L'actualité du livre
Histoire & Sciences socialeset Période Moderne  

Versailles, une histoire naturelle
de Grégory Quenet
La Découverte 2015 /  19 €- 124.45  ffr. / 224 pages
ISBN : 978-2-7071-8494-8
FORMAT : 13,5 cm × 21,9 cm

L'auteur du compte rendu : Archiviste-paléographe, docteur de l'université de Paris I-Sorbonne, conservateur en chef du patrimoine, Thierry Sarmant est responsable des collections de monnaies et médailles du musée Carnavalet après avoir été adjoint au directeur du département des monnaies, médailles et antiques de la Bibliothèque nationale de France. Il a publié, entre autres titres, Les Demeures du Soleil, Louis XIV, Louvois et la surintendance des Bâtiments du roi (2003), Louis XIV. Homme et roi (Tallandier, 2012), Fontainebleau. Mille ans d'histoire de France (Tallandier, 2013).

Un essai d’écologie historique

Pour le visiteur, pour la majorité des historiens, Versailles est d’abord un édifice de pierre, le palais de Louis XIV et de ses successeurs. Mais pour le roi-soleil et ses contemporains, Versailles était tout autant un domaine qu’un bâtiment, un immense territoire comprenant jardins, petit parc et grand parc, royaume en réduction consacré aux promenades et à la chasse.

Fascinée par le propos architectural du château et de ses abords, l’historiographie «versaillologique» a quelque peu oblitéré le «grand Versailles» qu’avait conçu Louis XIV. Il a fallu l’intérêt récent pour l’art des jardins et l’œuvre de Le Nôtre, la thèse d’Éric Soulard sur les eaux de Versailles, les somptueux livres illustrés publiés par Jacques de Givry et l’étude de référence de Vincent Maroteaux, Versailles, le roi et son domaine (2000), pour renverser la perspective.

Grégory Quenet s’inscrit dans la lignée de ces travaux tout en les infléchissant vers ce que l’on pourrait désigner comme un essai d’écologie historique.

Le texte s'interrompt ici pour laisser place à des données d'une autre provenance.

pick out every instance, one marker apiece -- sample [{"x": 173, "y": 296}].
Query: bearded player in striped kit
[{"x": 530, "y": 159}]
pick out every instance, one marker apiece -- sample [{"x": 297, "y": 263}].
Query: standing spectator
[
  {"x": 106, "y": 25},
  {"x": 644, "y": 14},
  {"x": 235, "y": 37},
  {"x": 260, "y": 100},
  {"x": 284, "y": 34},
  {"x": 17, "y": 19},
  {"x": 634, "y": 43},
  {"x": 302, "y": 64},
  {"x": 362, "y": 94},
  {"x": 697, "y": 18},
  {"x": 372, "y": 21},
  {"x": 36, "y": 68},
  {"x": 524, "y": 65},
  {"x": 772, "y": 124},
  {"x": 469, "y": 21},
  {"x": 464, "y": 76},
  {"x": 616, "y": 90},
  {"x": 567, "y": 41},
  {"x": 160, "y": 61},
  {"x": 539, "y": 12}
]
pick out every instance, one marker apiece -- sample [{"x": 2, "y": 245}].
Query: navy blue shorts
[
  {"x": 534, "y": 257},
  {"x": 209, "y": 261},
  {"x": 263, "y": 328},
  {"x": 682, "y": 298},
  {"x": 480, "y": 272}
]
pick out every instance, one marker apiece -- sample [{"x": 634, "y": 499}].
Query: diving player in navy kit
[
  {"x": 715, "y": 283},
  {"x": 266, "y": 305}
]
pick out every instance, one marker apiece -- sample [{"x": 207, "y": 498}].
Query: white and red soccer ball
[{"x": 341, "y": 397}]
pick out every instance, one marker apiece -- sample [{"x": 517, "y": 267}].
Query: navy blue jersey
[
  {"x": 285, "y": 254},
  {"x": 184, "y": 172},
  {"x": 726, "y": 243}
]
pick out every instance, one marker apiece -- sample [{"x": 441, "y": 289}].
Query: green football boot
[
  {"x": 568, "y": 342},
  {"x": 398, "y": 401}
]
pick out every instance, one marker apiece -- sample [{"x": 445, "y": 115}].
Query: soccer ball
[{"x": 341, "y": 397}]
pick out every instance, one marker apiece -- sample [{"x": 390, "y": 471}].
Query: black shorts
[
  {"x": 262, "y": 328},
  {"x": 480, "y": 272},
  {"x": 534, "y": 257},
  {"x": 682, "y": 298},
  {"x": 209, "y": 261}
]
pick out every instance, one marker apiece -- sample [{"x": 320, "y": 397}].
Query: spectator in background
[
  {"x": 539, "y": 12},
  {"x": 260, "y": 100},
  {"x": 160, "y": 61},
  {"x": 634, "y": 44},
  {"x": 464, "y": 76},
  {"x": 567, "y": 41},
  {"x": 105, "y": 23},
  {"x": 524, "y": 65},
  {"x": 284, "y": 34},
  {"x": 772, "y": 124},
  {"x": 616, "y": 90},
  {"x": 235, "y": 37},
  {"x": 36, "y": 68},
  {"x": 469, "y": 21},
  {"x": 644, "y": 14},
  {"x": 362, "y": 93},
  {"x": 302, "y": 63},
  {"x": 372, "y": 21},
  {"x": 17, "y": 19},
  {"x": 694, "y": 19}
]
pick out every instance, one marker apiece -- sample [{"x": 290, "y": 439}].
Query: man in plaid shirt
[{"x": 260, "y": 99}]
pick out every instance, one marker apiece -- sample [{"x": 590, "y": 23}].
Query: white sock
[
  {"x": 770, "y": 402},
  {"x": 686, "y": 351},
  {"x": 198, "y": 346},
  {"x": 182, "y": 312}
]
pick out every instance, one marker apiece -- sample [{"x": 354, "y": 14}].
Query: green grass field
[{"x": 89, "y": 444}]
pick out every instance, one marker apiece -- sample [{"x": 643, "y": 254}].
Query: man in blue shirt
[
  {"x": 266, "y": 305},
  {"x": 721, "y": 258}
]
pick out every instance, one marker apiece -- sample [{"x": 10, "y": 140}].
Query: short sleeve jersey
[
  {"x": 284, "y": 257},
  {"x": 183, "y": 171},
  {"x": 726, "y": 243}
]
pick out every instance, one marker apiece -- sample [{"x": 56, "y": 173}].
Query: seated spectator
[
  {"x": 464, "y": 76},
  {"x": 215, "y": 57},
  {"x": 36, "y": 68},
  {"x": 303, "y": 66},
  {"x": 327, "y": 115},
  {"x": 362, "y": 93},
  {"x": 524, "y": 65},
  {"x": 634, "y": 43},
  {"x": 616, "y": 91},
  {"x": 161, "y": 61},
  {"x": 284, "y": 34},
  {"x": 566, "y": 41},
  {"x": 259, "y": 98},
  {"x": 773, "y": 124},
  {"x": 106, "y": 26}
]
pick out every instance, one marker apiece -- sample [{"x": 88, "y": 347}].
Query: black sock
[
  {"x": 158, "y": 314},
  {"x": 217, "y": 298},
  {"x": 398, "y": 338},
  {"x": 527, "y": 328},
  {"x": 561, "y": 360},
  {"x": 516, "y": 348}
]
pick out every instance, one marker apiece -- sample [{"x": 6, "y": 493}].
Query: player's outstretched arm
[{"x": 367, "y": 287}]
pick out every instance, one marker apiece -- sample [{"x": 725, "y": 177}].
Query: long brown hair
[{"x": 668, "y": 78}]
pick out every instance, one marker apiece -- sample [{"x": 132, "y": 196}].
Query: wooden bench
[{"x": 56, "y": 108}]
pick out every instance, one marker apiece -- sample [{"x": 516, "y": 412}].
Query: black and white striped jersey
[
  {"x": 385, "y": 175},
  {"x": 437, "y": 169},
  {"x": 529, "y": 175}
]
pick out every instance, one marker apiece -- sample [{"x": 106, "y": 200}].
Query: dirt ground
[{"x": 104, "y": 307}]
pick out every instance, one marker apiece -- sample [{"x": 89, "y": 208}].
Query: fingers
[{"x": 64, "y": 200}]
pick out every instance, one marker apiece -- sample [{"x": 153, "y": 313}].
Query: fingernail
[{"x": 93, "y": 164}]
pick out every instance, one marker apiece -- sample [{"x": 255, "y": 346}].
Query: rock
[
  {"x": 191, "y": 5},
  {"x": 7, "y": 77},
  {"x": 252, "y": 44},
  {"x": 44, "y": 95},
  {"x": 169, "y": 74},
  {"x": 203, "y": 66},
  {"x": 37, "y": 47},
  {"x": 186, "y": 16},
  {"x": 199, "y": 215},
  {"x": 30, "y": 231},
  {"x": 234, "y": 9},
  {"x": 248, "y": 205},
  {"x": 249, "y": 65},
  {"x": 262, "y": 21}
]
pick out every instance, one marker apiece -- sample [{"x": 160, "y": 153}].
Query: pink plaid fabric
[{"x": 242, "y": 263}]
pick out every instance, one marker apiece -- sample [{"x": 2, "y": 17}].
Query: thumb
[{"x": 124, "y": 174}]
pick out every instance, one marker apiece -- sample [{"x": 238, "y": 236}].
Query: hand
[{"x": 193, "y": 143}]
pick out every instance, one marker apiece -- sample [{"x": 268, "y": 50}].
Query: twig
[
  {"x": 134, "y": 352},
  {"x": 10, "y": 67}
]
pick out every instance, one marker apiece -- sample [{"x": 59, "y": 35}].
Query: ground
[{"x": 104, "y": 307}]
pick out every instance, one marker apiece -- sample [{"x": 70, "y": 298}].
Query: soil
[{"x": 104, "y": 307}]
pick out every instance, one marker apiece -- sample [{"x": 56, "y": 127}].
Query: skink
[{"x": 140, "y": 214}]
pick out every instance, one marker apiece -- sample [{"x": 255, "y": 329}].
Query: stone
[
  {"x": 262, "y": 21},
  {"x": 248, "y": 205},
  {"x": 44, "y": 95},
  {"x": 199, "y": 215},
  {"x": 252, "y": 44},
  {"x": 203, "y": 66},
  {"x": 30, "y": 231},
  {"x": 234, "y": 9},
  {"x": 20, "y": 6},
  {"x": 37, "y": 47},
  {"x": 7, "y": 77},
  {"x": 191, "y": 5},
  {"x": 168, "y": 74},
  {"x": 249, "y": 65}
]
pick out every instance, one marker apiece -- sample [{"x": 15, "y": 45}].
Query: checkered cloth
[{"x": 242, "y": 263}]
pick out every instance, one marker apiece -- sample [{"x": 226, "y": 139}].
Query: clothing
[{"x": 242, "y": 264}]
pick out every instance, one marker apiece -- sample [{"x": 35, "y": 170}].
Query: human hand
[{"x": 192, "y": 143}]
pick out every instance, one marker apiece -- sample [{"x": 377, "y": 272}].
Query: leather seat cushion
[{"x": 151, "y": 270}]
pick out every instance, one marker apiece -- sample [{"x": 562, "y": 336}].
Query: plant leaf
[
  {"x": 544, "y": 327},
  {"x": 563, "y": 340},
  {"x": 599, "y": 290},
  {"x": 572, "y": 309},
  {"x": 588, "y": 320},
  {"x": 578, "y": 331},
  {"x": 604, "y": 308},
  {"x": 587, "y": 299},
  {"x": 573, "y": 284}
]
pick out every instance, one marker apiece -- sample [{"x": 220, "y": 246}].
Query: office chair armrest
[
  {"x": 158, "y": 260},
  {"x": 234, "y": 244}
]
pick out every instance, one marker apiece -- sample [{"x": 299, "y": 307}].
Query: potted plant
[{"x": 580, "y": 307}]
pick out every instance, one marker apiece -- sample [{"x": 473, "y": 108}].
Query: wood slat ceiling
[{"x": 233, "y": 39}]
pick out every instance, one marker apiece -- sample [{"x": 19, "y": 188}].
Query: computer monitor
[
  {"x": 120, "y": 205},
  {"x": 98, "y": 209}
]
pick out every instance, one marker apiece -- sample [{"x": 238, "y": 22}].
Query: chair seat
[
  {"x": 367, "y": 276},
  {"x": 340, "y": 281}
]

Le Grand Parc constitué par Louis XIV est envisagé comme un écosystème original, créé par l’homme et fondamentalement instable. Canaux et rigoles amènent l’eau dans un territoire qui en manque, perturbant la circulation des hommes et des animaux. Afin de créer une réserve de chasse, une enceinte de 40 kilomètres, percée de vingt-quatre portes, isole un périmètre qui n’est pas assimilable aux anciennes forêts domaniales, car l’habitat humain et les cultures l’emportent sur les surfaces boisées, qui croissent au cours du XVIIIe siècle.

On répète volontiers la célèbre formule de Saint-Simon sur «l’orgueilleux plaisir de forcer la nature», mais Grégory Quenet nous révèle les limites de cet «absolutisme environnemental». Menacés de comblement, canaux et rigoles sont en perpétuelle restauration ; les eaux usées s’évacuent avec peine. On voudrait favoriser la croissance du gros gibier, mais rats, lapins, corneilles et hiboux pullulent. Le gibier est tantôt trop rare, tantôt trop abondant.

Si le pouvoir absolu du roi sur son Grand Parc n’était apparent, ce dernier fut pourtant bien compris comme un symbole de l’absolutisme. Sitôt la révolution commencée, tous les Français se découvrirent chasseurs et le gibier versaillais fut victime d’opérations massives de braconnage qui éradiquèrent la population animale en trois ou quatre années. Le Grand et le Petit Parcs furent partiellement aliénés entre 1793 et 1803. Victimes, avance Grégory Quenet, de la charge symbolique attachée aux chasses royales, mais aussi d’une nouvelle conception des rapports entre nature et culture.